Perhaps Luna’s most immediate challenge can be moving the department beyond the turmoil brought on by Villanueva’s combative approach.
He might want to rebuild the department’s ties to public agencies across the county and town of Los Angeles that Villanueva systematically ruptured by attacking other elected officials whom he said were a part of an excessively liberal “weaponized political machine” that allowed homelessness and crime to flourish. At the highest of that list were the county supervisors, who control the sheriff’s budget and clashed fiercely with Villanueva, as well the Civilian Oversight Commission the supervisors appoint to look at over the Sheriff’s Department.

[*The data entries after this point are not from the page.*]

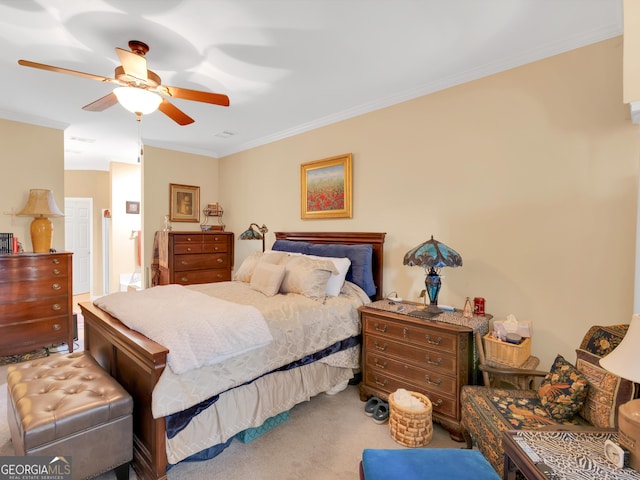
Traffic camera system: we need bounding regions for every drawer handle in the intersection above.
[375,377,389,387]
[424,375,442,387]
[424,355,442,365]
[373,340,389,352]
[373,358,387,370]
[424,334,442,345]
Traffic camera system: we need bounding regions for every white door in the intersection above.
[64,197,93,295]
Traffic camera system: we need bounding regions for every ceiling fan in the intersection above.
[18,40,229,125]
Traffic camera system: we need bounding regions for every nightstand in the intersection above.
[502,427,640,480]
[360,300,492,441]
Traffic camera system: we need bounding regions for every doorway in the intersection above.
[64,197,93,295]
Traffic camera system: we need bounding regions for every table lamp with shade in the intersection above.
[238,223,269,252]
[600,314,640,471]
[16,188,64,253]
[404,235,462,316]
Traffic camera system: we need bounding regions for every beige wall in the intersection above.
[142,146,221,286]
[64,170,111,295]
[0,119,64,252]
[220,38,640,367]
[0,38,640,367]
[109,162,142,293]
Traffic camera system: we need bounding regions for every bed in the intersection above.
[80,232,385,479]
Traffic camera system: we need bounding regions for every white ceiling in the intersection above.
[0,0,623,169]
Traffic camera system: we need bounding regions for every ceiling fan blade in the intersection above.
[158,85,229,107]
[116,48,148,80]
[158,98,194,125]
[82,92,118,112]
[18,60,120,84]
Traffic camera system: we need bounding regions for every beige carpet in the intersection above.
[0,310,464,480]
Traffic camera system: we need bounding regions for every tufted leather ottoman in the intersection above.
[7,351,133,480]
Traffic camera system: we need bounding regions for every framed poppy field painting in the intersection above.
[300,153,353,219]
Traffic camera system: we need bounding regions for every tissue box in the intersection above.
[484,334,531,367]
[493,320,532,338]
[236,410,289,443]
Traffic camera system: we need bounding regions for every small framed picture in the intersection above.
[169,183,200,223]
[127,202,140,215]
[300,153,353,219]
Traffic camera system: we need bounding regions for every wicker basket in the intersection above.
[389,392,433,447]
[484,334,531,367]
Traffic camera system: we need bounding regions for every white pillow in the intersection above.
[280,253,351,297]
[307,255,351,297]
[280,255,337,298]
[250,262,284,297]
[233,252,262,283]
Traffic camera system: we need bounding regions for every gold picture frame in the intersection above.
[300,153,353,219]
[169,183,200,223]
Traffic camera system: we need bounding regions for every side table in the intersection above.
[502,427,640,480]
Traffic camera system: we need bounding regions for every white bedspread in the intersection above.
[152,282,369,418]
[94,285,273,375]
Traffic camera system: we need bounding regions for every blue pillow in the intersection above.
[271,240,377,297]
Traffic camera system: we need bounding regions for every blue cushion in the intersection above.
[362,448,500,480]
[271,240,376,297]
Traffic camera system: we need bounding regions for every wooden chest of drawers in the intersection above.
[0,253,73,355]
[360,307,473,441]
[154,232,233,285]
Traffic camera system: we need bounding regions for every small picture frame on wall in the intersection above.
[127,201,140,215]
[300,153,353,219]
[169,183,200,223]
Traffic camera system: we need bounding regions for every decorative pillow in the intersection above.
[233,252,262,283]
[538,355,589,422]
[291,252,351,297]
[272,240,377,297]
[280,255,338,298]
[576,349,635,428]
[251,262,284,297]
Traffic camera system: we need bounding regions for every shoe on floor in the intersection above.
[372,402,389,425]
[364,397,383,417]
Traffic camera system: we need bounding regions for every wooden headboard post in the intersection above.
[275,232,386,300]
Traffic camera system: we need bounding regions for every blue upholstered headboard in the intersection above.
[273,232,386,300]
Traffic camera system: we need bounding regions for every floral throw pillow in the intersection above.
[538,355,589,422]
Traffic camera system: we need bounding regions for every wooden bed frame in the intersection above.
[80,232,385,480]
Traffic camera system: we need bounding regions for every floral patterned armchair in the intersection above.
[461,325,637,475]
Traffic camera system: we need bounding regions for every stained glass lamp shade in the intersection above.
[404,235,462,307]
[238,223,269,252]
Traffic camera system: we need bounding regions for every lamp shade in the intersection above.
[600,314,640,383]
[404,235,462,268]
[238,223,269,252]
[16,188,64,217]
[17,188,64,253]
[113,87,162,115]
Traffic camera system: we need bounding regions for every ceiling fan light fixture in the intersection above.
[113,87,162,115]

There are the criminal investigations the Sheriff’s Department opened into a few of Villanueva’s most ardent critics that led to widespread accusations that he was abusing the ability of the office to attack adversaries. California’s attorney general has taken over those investigations and is looking into the misconduct claims.
And lawsuits by top-ranking sheriff’s officials alleging Villanueva covered up an incident by which a deputy kneeled on the pinnacle of a jail inmate remain unresolved.
The oversight commission, meanwhile, is holding public hearings into ganglike groups of deputies which have operated within the department for a long time. Villanueva got here under fire for his handling of the issue, each downplaying its seriousness and claiming to have taken decisive steps to handle it. He has also rebuffed subpoenas from the commission to reply questions on the groups and other problems under oath.
Luna, who headed the Long Beach police for seven years before retiring last 12 months, campaigned because the level-headed alternative to Villanueva, promising to work collaboratively with the county officials and department watchdogs Villanueva selected to make into enemies.
But he has remained largely unknown outside Long Beach and, as an outsider to the Sheriff’s Department, he’ll face the challenge of winning over a rank and file that grew to understand Villanueva’s brash style. Through the pandemic, for instance, Villanueva refused to implement the county’s vaccine mandate — a move widely cheered by deputies.
Despite his relative obscurity to most L.A. County voters, Luna was long considered the front-runner within the race. Villanueva’s showing within the June primary — he received 31% of the vote — was considered a poor end in a race that historically has favored the incumbent. Luna finished second in the first, receiving 26% of the vote.
At Luna’s election night party last week, Gregory Sanders, a senior pastor of the Rock Christian Fellowship in Long Beach, waded through the gang of several hundred people. He said Luna could be a transparent upgrade.
“His heart is in the best place, to create an area where our community has faith within the sheriff,” he said.
Times staff author Libor Jany contributed to this report.